4. Принцип конвергенции отвечает критерию красоты. Эстетическое сознание И.А. Ефремова получало в нём двойное удовлетворение:
— конвергентно могут сойтись две различные, порой противоположные линии; обе выходят на лезвие бритвы — и там им не тесно: они ищут единый оптимум, двигаясь к нему с разных сторон; конвергенция в этом своём проявлении может трактоваться как одна из разновидностей диалектической гармонии;
— другой эстетический аспект конвергенции — красота повторов, рефренов, изоморфизмов: благодаря игре и морфологических, и этологических созвучий биосфера становится похожей на изощрённо зарифмованную поэму, являя нам системно-структурную грань единства — при несходстве субстрата мы видим сходство форм, адаптаций к среде, поведенческих алгоритмов. <Сердце змеи> моделирует ярчайшее проявление конвергенции в этом её виде.
Красота есть единство — единство есть красота. Феномен конвергенции вполне отвечает этой симметричной формуле.
5. И.А. Ефремову интересна конвергенция на разных уровнях её манифестации. В <Дороге ветров> рассказывается о находке яиц динозавров, сохранивших следы цветного пигмента — таковой нетипичен для пресмыкающихся: они маскируют свою кладку. Значит, у этих динозавров яйца лежали открыто — отсюда криптическая окраска. Налицо конвергенция с птицами! Она задаётся однотипностью экологических ситуаций.

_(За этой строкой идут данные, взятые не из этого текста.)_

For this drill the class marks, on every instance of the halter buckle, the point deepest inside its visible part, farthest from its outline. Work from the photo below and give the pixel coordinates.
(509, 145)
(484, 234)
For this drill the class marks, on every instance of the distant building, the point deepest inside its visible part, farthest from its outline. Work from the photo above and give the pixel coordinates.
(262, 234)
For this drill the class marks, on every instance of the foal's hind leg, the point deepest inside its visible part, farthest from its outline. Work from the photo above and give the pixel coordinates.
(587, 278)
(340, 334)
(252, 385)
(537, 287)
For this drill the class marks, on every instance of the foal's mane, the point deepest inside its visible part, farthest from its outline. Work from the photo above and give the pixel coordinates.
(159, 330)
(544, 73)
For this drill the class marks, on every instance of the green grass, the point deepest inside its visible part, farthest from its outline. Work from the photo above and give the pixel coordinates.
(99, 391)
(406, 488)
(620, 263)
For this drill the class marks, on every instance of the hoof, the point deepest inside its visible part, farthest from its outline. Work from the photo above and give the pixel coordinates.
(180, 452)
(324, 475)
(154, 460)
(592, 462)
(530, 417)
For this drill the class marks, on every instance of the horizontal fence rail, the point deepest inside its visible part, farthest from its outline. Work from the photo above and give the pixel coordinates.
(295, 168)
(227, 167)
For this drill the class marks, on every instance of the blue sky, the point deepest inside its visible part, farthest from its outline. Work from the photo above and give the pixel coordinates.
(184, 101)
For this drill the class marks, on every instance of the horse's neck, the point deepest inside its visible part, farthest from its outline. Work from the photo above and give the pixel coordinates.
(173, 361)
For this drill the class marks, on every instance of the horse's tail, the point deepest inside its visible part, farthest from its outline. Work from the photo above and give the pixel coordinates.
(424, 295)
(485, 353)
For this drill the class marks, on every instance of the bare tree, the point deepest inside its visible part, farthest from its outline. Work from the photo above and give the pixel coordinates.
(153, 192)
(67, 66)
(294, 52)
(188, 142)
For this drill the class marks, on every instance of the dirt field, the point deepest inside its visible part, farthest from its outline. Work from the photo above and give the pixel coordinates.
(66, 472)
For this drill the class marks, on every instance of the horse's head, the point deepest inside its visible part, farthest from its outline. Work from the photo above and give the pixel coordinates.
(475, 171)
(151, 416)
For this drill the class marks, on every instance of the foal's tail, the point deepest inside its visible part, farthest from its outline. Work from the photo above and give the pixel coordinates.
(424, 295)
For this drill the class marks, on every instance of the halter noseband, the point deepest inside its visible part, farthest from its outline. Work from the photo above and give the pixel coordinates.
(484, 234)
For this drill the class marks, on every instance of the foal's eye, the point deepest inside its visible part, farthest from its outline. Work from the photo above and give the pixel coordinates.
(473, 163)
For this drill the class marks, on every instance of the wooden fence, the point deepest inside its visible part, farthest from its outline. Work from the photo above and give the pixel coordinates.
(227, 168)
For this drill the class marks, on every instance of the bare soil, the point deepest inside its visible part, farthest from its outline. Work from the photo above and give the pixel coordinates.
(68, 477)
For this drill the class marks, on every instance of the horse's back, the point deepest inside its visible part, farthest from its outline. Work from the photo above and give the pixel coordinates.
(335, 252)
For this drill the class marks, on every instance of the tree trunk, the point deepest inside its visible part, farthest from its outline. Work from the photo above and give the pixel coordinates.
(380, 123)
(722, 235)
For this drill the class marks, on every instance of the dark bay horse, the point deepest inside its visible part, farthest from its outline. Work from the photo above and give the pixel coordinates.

А вот конвергенция на совсем другом уровне: Таис и Эрис принадлежат разным расам — и тем не менее отвечают одному канону красоты. Теперь причину конвергенции надо искать в единстве духовного содержания. И.А. Ефремов говорит о возможности экстраполировать на космос эволюционный опыт Земли. Но хочется верить и в экстраполябельность земной красоты! Единство, обнаруживаемое в пределах расового разнообразия, должно проявиться в масштабах звёздной Ойкумены. Не будет ли красота самым надёжным инвариантом при установлении контакта с инопланетным разумом? Имеется в виду прежде всего женская красота, творимая Эросом, в котором ещё Платон усматривал вселенскую значимость. Миры конвергируют в прекрасном. В софийно прекрасном! Космическая эстетика И.А. Ефремова связана с архетипом Вечной Женственности.
6. Книги И.А. Ефремова дают много впечатляющих примеров, когда культуры конвергируют в мифах, стилях, философских системах. В пределах земной ноосферы эти переклички можно объяснить монофилетически. Почему бы не предположить наличие у них общего источника? Вспомним гипотезу Атлантиды. Однако с выходом в космос проблема осложняется. Тут правомерна и гипотеза полифилии — независимого происхождения явлений, ошеломляющих своим унисоном. Впрочем, мы вправе сохранить и монофилетический подход — но на повышенном и расширенном основании: не захочет ли будущий исследователь стянуть все эволюционные линии Универсума к платонову миру идей? Конвергенцию можно интерпретировать в духе платонизма: одна и та же идея воплощается в разном материале — в разные эпохи — на разных планетах. В споре Платона и Аристотеля И.А. Ефремов явно поддерживал создателя Академии. Подчеркнём, что идея прекрасного занимает у Платона самое высокое иерархическое положение — и это находит понимание у И.А. Ефремова. Язык красоты универсален для него. Миры говорят на этом языке. И понимают друг друга.